I have a database table where each entry is a resource that can be used once by each user. Each user can only use resources that they have not already used, but the same resource can be used by different users, so if I'm not mistaken, the users and resources are in a M:N relationship, this is why I have an association table between them. The schema looks like this:
CREATE TABLE users (
id SERIAL NOT NULL,
PRIMARY KEY(id)
)
CREATE TABLE resources (
id VARCHAR NOT NULL,
created_at TIMESTAMP,
PRIMARY KEY(id)
)
CREATE TABLE resource_usage (
resource_id VARCHAR NOT NULL,
user_id SERIAL NOT NULL,
created_at TIMESTAMP,
PRIMARY KEY(resource_id, user_id),
FOREIGN KEY(resource_id) REFERENCES resources (id),
FOREIGN KEY(user_id) REFERENCES users (id)
)
I run the following SQL query (PostgreSQL 11.16) to select the first available resource for a specific user.

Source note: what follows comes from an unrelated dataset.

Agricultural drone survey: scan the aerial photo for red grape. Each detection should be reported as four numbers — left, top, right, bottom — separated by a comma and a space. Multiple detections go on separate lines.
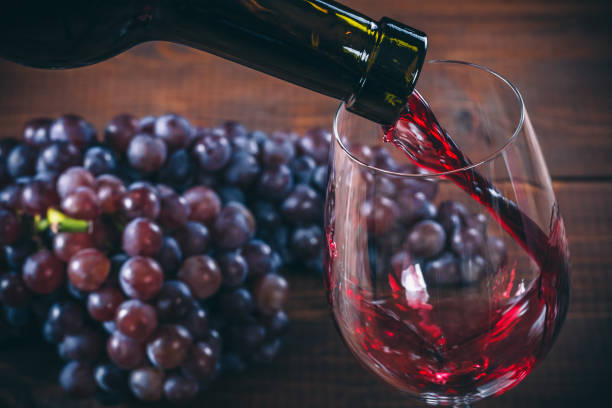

SELECT * FROM resources WHERE NOT EXISTS(
SELECT 1 FROM resource_usage
WHERE resources.id = resource_usage.resource_id
AND resource_usage.user_id = 1
)
LIMIT 1
To add some context, there should never be a scenario where there is no available resource for a user. I keep metrics of available resources for each user and add more accordingly. The resources
table contains a little over a million of rows, but it will keep growing. There is no explicit order in which the resources should be consumed.
As both the resources
and resource_usage
tables grow larger, the nested loop anti-join takes longer to complete (it takes longer to find the first available resource). My question is how do I write an index that would make this operation more efficient.
So far I have tried to create a sorting index where I sorted the resources by the time they were inserted. This made sense to me, because if the resource has only been added now, it's likely it wasn't used yet at all. This actually helped a little with the performance issue, but I don't add new resources very often and the performance starts to degrade quickly.